Rich Hoaen is not always right. He doesn't know some terrible secret that the common Magic lay-player is unaware of. His decisions can be analyzed just as easily as anyone's. Limited, unlike Constructed, is rarely predicated on subtle interactions and the metagame; draft picks are what they seem to be and pros should not escape scrutiny for their decisions in Limited merely BECAUSE they're pros.

Given this opinion, I was hoping that these two well-known drafters would clash in terms of style and philosophy.

Rich generally values consistency above all else; he took Karoos absurdly high in Ravnica block draft, and in the current format values cards like Silkbind Faerie -- which are always playable, and have a very low range of impact on the game (meaning not that it has little impact, but that its significant impact rarely varies from game to game) -- over incredibly strong, but inconsistent, cards.

Nick, on the other hand, is often willing to take risky cards to create a powerful deck. He drafts with the final product in mind much more so than Rich (and most drafters in general). He's very good at picking up small synergies among cards and crafting cohesive decks that most people wouldn't even consider, which is why he's been responsible for "creating" a number of Limited archetypes in past formats. On the negative side, though, he often takes "bad" cards over "good" cards, which I saw as a potential problem for his daily-walkthrough reception.

Instead, Nick's drafts have been simply awful. Perhaps it's his lack of having a real-life Magic group to play with on a consistent basis, or perhaps he's just playing a lot less Magic overall, but his first two weeks have resulted in drafts that are nothing short of baffling and embarassing. Instead of presenting a cohesive draft philosophy opposed to Rich's, he seems to waver between schools of thought within the drafts themselves. In one particular draft, he took Scuttlemutt over Ashenmoor Gouger -- a very Rich pick, as Scuttlemutt is a consistent card that will almost always make one's deck -- then takes Ember Gale third, citing his extreme preference for Red in the format.

If you value Red so highly and are willing to take Red cards over superior cards of other colors, why wouldn't you take one of the best possible cards for a Red deck over a completely marginal card in a Red deck (i.e. Scuttlemutt, whose mana acceleration is basically irrelevant in Red and whose size/cost ratio is subpar?)
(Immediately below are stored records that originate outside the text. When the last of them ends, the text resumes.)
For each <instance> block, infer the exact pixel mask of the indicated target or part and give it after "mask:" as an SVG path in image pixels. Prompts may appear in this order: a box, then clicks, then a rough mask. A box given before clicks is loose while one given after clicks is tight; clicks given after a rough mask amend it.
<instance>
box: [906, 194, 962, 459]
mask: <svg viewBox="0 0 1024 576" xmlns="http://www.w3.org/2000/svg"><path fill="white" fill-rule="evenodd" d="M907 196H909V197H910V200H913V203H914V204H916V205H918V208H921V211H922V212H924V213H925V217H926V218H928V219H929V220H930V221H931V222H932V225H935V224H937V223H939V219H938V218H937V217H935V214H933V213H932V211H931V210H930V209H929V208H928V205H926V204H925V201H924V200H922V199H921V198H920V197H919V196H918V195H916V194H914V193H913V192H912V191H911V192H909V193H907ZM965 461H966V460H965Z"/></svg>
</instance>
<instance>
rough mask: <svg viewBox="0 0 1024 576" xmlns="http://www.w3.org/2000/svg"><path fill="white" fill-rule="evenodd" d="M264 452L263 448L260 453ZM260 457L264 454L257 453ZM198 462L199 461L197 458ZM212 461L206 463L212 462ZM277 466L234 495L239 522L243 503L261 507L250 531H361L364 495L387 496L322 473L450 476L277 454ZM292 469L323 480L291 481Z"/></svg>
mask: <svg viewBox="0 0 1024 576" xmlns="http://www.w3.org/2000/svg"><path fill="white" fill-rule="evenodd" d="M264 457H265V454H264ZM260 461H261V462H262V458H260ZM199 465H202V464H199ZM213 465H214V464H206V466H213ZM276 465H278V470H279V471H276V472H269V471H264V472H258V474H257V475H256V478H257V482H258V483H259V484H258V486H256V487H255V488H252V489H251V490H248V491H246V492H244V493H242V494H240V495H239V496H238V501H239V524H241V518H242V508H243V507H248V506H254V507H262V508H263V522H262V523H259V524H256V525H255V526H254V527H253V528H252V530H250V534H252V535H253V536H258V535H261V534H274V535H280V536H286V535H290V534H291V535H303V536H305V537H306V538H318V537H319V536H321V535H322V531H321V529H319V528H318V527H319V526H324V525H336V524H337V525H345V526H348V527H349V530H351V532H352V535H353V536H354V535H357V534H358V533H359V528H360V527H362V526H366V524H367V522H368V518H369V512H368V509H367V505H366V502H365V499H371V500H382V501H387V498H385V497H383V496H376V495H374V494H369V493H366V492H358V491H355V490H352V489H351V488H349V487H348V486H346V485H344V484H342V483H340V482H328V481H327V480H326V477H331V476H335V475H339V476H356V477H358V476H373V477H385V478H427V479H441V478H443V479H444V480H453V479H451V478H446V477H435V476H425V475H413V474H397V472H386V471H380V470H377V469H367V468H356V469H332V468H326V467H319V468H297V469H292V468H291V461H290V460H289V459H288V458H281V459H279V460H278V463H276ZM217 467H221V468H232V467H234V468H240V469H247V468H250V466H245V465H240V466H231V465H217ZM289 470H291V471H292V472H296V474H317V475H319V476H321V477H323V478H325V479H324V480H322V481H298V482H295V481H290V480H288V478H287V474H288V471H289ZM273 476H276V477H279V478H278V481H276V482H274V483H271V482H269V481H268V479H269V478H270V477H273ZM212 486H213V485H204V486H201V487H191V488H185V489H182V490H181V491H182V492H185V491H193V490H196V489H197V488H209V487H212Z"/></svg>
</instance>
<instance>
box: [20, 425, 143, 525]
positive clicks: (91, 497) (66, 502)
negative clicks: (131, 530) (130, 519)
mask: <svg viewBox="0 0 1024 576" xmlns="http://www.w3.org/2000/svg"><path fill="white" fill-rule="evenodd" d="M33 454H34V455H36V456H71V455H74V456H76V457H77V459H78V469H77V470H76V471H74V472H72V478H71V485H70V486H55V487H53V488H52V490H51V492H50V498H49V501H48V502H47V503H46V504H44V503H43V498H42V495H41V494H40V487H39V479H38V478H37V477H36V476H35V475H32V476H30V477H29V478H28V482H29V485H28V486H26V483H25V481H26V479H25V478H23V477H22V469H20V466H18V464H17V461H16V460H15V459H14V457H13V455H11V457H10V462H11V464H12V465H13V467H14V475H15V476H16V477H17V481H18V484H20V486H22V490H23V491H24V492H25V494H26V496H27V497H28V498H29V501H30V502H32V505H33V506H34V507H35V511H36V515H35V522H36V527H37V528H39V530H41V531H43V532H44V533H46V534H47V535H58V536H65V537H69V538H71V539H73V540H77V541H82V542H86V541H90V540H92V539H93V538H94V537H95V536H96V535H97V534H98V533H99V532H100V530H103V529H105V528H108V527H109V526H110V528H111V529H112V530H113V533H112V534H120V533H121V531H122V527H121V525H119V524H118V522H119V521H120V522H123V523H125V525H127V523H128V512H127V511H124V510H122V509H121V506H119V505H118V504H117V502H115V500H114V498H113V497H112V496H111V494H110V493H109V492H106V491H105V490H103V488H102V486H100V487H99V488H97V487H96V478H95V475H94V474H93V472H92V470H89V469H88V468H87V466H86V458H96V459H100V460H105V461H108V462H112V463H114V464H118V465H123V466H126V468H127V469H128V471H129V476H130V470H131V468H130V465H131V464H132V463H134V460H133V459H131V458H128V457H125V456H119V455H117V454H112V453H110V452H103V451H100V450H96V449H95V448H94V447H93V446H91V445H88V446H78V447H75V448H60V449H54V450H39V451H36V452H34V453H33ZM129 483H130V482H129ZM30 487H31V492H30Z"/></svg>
It's decisions like these that have led to Nick being flamed (somewhat validly) in the forums. While there's always some idiot in those forums who doesn't understand what's going on and attempts to call Nick out on something he actually did right, there's been an immense amount of spot-on criticism in his forums.

Most infuriating about this whole situation, though, is that now Rich is basically a deity on the site and can do no wrong. The direct comparisons drawn between his drafts and Nick's on a daily basis have made even those willing to criticize him in the past genuflect before him in his own forums.

There's very little that can be done, unfortunately. Hopefully Nick gets more comfortable with the format or the nature of the drafts he should submit to SCG, and the field becomes a little more even and perhaps will even result in some valid discourse and comparison.

On the other hand, it makes me wish even more that there was someone -- anyone -- on the website writing about Limited theory, as there's now so much content on the site to analyze and no one taking advantage of it.